Member of Maharashtra Legislative Assembly
- In office 24 October 2019 – 26 November 2024
- Preceded by: Anil Sukhdevrao Bonde
- Succeeded by: Chandu Atmaramji Yawalkar
- Constituency: Morshi

Personal details
- Party: Nationalist Congress Party (NCP) (2024-Present)
- Other political affiliations: Swabhimani Shetkari Sangathan (SWP) (2004-2024)

= Devendra Mahadevrao Bhuyar =

Indian politician

Devendra Mahadevrao Bhuyar is an Indian politician in the Nationalist Congress Party (NCP). He is a former member of the Maharashtra Legislative Assembly from Morshi - Warud Assembly Constituency from 24 October 2019 till 24 November 2024.

He shot to limelight as he defeated two term MLA Dr. Anil Bonde, a leader of Bharatiya Janata Party, former Agriculture Minister of Maharashtra state & national general secretary of B.J.P. Kisan morcha.

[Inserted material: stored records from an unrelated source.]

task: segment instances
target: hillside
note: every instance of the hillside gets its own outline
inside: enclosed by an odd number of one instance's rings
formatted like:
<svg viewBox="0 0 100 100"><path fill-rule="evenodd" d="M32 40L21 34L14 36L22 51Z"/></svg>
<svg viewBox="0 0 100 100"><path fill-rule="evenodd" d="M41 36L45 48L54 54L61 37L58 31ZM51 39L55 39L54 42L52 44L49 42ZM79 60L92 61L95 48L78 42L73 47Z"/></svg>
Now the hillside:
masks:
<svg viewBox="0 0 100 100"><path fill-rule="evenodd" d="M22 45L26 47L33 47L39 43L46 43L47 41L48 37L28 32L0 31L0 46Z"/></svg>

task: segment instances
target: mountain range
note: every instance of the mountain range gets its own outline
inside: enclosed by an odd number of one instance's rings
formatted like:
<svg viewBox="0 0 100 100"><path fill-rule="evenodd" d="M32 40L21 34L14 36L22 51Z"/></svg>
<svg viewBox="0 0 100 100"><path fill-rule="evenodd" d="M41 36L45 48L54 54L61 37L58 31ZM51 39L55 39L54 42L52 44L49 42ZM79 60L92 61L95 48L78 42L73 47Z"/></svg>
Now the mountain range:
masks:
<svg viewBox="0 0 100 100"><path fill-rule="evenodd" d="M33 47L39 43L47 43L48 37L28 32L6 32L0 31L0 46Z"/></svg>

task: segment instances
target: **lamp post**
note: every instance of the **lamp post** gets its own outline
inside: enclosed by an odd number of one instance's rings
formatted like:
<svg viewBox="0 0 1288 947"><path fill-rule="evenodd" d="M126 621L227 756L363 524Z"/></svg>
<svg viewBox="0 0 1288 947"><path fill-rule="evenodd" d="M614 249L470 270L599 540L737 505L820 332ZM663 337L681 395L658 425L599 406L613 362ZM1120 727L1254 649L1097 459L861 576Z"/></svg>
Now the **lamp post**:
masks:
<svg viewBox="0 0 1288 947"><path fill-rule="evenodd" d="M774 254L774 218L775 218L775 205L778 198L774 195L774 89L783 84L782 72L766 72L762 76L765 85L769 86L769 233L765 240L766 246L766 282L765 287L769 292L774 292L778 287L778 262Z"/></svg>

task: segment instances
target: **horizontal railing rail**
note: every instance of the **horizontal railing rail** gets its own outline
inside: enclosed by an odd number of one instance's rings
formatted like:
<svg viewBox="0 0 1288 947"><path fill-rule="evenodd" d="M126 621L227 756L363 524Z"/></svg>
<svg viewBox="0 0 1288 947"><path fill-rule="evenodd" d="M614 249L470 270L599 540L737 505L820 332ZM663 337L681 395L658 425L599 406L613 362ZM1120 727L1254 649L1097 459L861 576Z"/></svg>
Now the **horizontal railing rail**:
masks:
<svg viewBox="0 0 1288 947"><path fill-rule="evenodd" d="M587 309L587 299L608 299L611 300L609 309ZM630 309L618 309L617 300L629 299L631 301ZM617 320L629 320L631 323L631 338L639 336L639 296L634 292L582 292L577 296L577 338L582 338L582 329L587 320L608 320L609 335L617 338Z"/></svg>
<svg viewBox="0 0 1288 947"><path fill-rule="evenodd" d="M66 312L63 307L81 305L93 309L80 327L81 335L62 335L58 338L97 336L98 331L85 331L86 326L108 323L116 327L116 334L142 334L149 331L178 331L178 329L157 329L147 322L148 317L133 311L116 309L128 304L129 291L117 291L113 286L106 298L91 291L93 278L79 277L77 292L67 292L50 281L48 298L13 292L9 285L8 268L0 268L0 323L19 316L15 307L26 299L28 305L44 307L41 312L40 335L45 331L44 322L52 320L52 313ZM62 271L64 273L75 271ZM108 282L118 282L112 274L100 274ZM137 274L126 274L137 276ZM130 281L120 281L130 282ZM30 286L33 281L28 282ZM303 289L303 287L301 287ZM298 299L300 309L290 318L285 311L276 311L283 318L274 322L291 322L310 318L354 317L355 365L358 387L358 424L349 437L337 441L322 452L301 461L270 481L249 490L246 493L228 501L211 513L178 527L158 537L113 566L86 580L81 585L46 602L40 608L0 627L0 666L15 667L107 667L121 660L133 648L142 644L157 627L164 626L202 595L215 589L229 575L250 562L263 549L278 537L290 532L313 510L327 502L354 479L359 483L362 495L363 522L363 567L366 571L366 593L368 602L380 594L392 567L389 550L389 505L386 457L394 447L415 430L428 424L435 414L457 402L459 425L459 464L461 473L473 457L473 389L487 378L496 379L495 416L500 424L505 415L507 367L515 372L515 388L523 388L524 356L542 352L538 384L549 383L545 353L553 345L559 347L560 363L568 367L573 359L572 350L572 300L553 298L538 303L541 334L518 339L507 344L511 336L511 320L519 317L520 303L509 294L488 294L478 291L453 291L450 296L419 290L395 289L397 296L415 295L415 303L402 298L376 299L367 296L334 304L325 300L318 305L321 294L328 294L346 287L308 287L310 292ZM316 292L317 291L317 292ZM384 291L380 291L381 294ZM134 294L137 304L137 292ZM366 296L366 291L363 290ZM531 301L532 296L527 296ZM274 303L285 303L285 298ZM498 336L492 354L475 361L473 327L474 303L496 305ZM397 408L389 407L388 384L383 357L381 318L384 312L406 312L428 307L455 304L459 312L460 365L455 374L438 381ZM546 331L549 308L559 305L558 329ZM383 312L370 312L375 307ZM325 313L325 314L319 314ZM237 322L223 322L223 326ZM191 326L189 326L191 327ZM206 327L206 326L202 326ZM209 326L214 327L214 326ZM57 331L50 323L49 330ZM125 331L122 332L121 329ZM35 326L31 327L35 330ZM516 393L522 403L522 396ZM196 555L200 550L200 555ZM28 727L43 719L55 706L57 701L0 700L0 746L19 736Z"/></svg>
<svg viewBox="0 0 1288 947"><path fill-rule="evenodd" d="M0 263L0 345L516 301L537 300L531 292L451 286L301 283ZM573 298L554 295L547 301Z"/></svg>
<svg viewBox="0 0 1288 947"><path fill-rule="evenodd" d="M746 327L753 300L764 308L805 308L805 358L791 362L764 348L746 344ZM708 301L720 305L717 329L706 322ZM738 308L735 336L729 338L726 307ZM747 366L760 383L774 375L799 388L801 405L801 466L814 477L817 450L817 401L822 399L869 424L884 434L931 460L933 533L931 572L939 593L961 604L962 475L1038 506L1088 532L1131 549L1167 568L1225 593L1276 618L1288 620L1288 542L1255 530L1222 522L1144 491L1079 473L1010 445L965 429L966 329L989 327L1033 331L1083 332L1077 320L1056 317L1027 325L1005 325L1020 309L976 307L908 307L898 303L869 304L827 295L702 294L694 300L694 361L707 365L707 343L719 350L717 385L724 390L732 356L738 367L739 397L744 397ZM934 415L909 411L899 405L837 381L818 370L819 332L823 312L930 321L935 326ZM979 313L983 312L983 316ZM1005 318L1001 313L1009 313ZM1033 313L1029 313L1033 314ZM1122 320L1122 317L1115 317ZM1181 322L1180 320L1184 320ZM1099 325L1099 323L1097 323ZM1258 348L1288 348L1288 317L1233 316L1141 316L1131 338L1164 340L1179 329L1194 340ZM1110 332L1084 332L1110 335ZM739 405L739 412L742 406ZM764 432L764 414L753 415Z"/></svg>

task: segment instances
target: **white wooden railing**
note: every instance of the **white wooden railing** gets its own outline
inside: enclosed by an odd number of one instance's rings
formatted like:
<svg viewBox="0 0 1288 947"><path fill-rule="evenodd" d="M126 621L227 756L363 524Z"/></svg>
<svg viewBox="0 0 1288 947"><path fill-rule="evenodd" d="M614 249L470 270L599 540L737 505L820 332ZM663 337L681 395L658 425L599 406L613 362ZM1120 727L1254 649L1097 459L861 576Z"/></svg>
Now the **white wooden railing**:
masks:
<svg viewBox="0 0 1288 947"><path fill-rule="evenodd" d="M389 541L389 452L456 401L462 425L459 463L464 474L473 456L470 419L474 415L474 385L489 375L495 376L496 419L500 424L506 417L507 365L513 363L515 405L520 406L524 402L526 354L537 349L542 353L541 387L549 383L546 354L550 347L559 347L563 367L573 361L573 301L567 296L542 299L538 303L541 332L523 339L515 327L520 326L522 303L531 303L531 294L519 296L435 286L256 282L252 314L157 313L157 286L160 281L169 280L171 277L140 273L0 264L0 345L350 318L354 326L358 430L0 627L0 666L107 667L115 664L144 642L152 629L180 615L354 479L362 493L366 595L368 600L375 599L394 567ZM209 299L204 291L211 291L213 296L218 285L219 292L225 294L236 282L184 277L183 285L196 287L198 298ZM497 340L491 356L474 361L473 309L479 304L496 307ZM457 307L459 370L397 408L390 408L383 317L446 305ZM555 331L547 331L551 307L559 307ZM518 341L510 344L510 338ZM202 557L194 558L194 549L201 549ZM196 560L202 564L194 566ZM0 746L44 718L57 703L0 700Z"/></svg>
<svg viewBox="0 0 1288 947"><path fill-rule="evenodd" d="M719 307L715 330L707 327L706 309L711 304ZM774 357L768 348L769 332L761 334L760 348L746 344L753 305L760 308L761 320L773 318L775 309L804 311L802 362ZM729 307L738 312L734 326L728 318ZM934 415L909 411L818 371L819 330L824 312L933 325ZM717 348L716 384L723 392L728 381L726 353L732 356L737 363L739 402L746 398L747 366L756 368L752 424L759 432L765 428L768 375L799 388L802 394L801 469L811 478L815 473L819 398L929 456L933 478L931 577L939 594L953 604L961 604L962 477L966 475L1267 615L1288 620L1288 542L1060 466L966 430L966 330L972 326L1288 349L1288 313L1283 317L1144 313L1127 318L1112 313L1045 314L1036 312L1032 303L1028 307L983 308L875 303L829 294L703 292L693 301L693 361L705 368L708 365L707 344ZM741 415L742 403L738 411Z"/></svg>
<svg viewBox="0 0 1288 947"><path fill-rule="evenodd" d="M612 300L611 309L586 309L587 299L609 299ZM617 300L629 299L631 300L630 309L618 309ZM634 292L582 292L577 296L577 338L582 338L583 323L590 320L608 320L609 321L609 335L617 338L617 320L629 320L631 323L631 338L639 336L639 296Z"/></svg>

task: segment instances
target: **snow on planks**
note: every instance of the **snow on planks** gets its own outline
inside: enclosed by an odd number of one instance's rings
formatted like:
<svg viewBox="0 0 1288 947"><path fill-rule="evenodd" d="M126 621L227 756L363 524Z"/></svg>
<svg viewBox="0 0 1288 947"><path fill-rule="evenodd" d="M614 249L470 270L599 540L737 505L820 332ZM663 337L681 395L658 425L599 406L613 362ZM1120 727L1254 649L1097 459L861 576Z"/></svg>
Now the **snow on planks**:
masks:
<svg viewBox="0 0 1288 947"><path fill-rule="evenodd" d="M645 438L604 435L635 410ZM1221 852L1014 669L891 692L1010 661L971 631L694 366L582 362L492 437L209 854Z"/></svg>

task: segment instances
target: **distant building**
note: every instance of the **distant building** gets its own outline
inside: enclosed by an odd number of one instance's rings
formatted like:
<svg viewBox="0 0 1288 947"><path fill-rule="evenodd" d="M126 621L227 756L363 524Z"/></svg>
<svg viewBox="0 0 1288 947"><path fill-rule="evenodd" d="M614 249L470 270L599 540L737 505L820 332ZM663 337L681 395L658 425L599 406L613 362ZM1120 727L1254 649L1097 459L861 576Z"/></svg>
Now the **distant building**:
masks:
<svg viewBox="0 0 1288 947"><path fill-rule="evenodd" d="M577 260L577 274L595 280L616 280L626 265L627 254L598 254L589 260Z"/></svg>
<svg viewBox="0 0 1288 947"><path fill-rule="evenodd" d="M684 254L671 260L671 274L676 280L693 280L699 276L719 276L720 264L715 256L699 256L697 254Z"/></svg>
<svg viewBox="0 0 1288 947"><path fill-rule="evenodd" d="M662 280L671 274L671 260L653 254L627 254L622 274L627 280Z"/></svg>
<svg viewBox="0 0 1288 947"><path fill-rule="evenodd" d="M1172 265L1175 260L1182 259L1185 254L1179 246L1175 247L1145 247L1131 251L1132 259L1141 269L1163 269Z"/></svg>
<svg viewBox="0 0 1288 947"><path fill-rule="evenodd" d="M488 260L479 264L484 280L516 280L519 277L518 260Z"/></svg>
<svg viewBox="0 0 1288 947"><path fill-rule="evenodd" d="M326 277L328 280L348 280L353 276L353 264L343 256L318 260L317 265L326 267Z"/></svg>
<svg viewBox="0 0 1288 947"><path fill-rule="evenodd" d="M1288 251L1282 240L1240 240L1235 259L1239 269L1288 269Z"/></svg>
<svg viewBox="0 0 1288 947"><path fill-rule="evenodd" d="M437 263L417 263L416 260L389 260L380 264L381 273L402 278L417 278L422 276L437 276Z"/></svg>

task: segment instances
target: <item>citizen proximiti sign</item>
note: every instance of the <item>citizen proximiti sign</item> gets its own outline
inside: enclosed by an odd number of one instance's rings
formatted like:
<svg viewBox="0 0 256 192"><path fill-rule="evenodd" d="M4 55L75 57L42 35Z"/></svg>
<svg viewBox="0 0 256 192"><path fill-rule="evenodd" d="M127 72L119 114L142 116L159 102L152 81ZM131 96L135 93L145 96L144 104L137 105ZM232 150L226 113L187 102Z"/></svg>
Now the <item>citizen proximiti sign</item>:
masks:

On 25 October 2025, Bhuyar Joined Nationalist Congress Party (NCP) in Presence of Deputy Chief Minister of Maharashtra, Shri Ajit Pawar, NCP State President, Shri Sunil Tatkare. He got ticket offered from Morshi - Warud Assembly Constituency to contest against Girish Karale of NCP-SP. He lost in friendly fight against his ally and candidate of Bharatiya Janata Party (BJP) Umesh Alias "Chandu" Yawalkar.

==Controversies==
In October 2024, during a public gathering in Amravati, Bhuyar, sparked outrage by saying that only girls who are "at the bottom of the lot" marry a boy from a farming family.He went on to classify women based on their appearance, stating that "second-grade" women tend to marry grocery store or paan kiosk while "third-grade" women marry farmers' sons. Bhuyar added that children from such marriages often inherit "weaker" characteristics.
The MLA’s remarks sparked an outrage, with political leaders condemning them as derogatory and disrespectful towards women and the farming community.